🤖 AI Summary
This work addresses the challenges of multi-user signal overlap and command unit boundary detection in asynchronous, grant-free random access for indoor controller-to-controller (C2C) networks. The paper proposes a deep learning-based receiver architecture that, for the first time, employs a convolutional neural network (CNN) to jointly detect preamble and tail sequences in an end-to-end manner. It innovatively enhances tail detection accuracy by integrating LDPC decoding soft information with channel estimates, and combines this with successive interference cancellation (SIC) to enable efficient multi-user decoding. Under high-load and uncoordinated transmission conditions, the proposed method significantly improves boundary detection accuracy and achieves an extremely low end-to-end packet loss rate.
📝 Abstract
In this paper, we study grant-free, asynchronous control-to-control (C2C) communications in an indoor scenario with a shared wireless channel.

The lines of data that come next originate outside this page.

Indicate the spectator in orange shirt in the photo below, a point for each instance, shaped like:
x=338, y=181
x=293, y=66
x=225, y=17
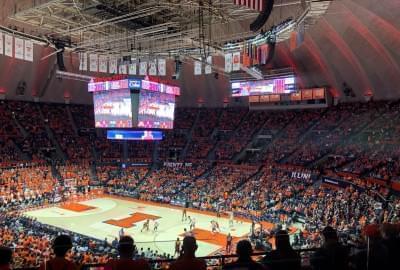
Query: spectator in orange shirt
x=188, y=260
x=244, y=250
x=61, y=245
x=5, y=258
x=126, y=249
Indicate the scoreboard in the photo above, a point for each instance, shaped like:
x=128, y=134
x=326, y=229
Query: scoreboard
x=133, y=103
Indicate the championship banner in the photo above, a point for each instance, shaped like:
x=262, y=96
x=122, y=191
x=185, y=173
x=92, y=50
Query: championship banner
x=132, y=67
x=197, y=68
x=143, y=68
x=28, y=50
x=113, y=66
x=103, y=59
x=153, y=68
x=8, y=45
x=1, y=43
x=208, y=68
x=236, y=61
x=93, y=60
x=19, y=48
x=228, y=62
x=123, y=69
x=162, y=67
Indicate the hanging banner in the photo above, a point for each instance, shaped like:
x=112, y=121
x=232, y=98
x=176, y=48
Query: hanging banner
x=228, y=62
x=236, y=61
x=94, y=62
x=1, y=44
x=84, y=61
x=162, y=67
x=8, y=45
x=19, y=48
x=103, y=63
x=123, y=69
x=197, y=68
x=143, y=68
x=207, y=68
x=113, y=68
x=28, y=50
x=153, y=68
x=132, y=67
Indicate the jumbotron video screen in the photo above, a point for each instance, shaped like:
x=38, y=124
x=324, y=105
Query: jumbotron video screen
x=113, y=109
x=156, y=110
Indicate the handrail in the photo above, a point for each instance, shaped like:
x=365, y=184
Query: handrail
x=221, y=258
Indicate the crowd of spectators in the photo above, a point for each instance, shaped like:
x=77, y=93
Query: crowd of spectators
x=358, y=139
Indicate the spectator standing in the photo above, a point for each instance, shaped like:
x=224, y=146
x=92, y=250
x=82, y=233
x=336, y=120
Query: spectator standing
x=244, y=250
x=332, y=254
x=5, y=258
x=126, y=249
x=188, y=260
x=61, y=245
x=283, y=257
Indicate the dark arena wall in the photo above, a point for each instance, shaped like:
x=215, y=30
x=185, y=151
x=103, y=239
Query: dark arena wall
x=356, y=42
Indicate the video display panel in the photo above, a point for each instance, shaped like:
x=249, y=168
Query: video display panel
x=135, y=135
x=156, y=110
x=283, y=85
x=113, y=109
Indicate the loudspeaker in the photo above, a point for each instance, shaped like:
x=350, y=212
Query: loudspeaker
x=60, y=55
x=60, y=61
x=178, y=68
x=263, y=17
x=271, y=52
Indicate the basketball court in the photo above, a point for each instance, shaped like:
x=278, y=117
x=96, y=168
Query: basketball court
x=104, y=217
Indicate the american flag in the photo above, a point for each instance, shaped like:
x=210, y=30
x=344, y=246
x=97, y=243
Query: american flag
x=253, y=4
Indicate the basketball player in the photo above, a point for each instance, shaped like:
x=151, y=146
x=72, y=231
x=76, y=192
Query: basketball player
x=146, y=226
x=213, y=226
x=177, y=247
x=184, y=214
x=186, y=233
x=228, y=248
x=192, y=223
x=155, y=228
x=121, y=232
x=231, y=218
x=217, y=226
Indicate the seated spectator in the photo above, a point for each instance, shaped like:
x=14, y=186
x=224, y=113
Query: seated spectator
x=375, y=255
x=5, y=258
x=188, y=260
x=244, y=262
x=283, y=257
x=391, y=239
x=61, y=245
x=332, y=255
x=126, y=249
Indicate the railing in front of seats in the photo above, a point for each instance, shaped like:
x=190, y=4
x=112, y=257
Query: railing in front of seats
x=216, y=261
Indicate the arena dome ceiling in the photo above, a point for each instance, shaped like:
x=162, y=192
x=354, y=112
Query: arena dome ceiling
x=356, y=42
x=142, y=27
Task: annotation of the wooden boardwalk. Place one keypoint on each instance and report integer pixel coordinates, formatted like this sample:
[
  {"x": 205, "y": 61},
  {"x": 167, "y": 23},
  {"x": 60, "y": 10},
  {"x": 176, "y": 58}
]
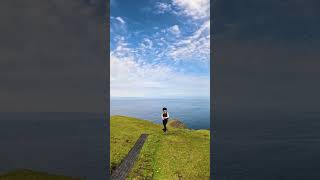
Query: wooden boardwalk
[{"x": 127, "y": 163}]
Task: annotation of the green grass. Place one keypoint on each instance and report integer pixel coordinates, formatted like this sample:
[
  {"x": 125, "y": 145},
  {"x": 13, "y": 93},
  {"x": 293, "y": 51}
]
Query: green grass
[
  {"x": 181, "y": 154},
  {"x": 33, "y": 175}
]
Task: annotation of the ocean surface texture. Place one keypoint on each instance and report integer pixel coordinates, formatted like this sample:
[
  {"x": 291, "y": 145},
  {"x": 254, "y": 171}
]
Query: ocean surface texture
[{"x": 195, "y": 113}]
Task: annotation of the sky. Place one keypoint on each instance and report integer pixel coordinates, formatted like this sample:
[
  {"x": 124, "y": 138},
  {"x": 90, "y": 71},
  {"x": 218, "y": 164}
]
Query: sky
[
  {"x": 160, "y": 48},
  {"x": 52, "y": 56},
  {"x": 267, "y": 55}
]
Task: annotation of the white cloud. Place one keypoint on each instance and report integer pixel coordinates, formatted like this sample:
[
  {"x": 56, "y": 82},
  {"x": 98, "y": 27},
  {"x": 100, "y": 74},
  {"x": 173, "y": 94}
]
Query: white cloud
[
  {"x": 132, "y": 79},
  {"x": 163, "y": 7},
  {"x": 197, "y": 9},
  {"x": 146, "y": 43},
  {"x": 120, "y": 20},
  {"x": 174, "y": 30},
  {"x": 196, "y": 46}
]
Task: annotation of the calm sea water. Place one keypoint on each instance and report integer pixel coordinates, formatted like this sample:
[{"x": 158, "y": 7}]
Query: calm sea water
[
  {"x": 267, "y": 145},
  {"x": 72, "y": 144},
  {"x": 195, "y": 113}
]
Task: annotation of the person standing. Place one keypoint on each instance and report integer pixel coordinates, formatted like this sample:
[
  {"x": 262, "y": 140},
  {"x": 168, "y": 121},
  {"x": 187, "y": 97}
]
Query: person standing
[{"x": 165, "y": 118}]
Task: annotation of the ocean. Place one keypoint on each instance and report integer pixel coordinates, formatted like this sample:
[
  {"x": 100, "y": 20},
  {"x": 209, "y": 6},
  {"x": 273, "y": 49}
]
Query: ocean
[
  {"x": 73, "y": 144},
  {"x": 194, "y": 113}
]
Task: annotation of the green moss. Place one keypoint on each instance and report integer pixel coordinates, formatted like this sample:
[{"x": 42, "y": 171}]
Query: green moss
[{"x": 180, "y": 154}]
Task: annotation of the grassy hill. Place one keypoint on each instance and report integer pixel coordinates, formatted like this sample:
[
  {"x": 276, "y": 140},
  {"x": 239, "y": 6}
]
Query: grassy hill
[
  {"x": 181, "y": 154},
  {"x": 33, "y": 175}
]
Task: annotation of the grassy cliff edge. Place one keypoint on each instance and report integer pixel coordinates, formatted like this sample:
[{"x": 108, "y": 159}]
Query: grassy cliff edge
[{"x": 181, "y": 154}]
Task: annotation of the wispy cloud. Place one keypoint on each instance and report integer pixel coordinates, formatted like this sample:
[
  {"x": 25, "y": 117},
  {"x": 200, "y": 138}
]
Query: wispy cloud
[
  {"x": 120, "y": 20},
  {"x": 132, "y": 79},
  {"x": 147, "y": 64},
  {"x": 197, "y": 9},
  {"x": 163, "y": 7},
  {"x": 174, "y": 30}
]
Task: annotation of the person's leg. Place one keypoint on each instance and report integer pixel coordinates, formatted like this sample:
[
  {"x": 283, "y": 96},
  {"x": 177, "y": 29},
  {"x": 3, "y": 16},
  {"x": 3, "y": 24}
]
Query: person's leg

Each communication node transmits command units, each consisting of a variable-length low-density parity-check (LDPC)--coded payload preceded by a start sequence and followed by a tail sequence. Due to the asynchronous nature of the access, transmissions from different nodes are not aligned over time. As a result, each receiving controller observes the superposition of multiple command units transmitted by different nodes over a receiver-defined superframe interval. Each node transmits one or more replicas of the same command unit. We propose a receiver architecture in which the detection of command unit boundaries (start/tail sequences) is carried out by a single convolutional neural network (CNN) operating directly on the received signal. We show that, while start-sequence detection must rely only on the received waveform, tail-sequence detection can additionally exploit the soft information produced by the LDPC decoder, together with channel estimates. Finally, once commands units are successfully decoded, successive interference cancellation (SIC) can be applied. Simulation results demonstrate that the receiver we propose achieves reliable packet-boundary identification and a low end-to-end packet loss rate, even under uncoordinated and high-traffic operating conditions.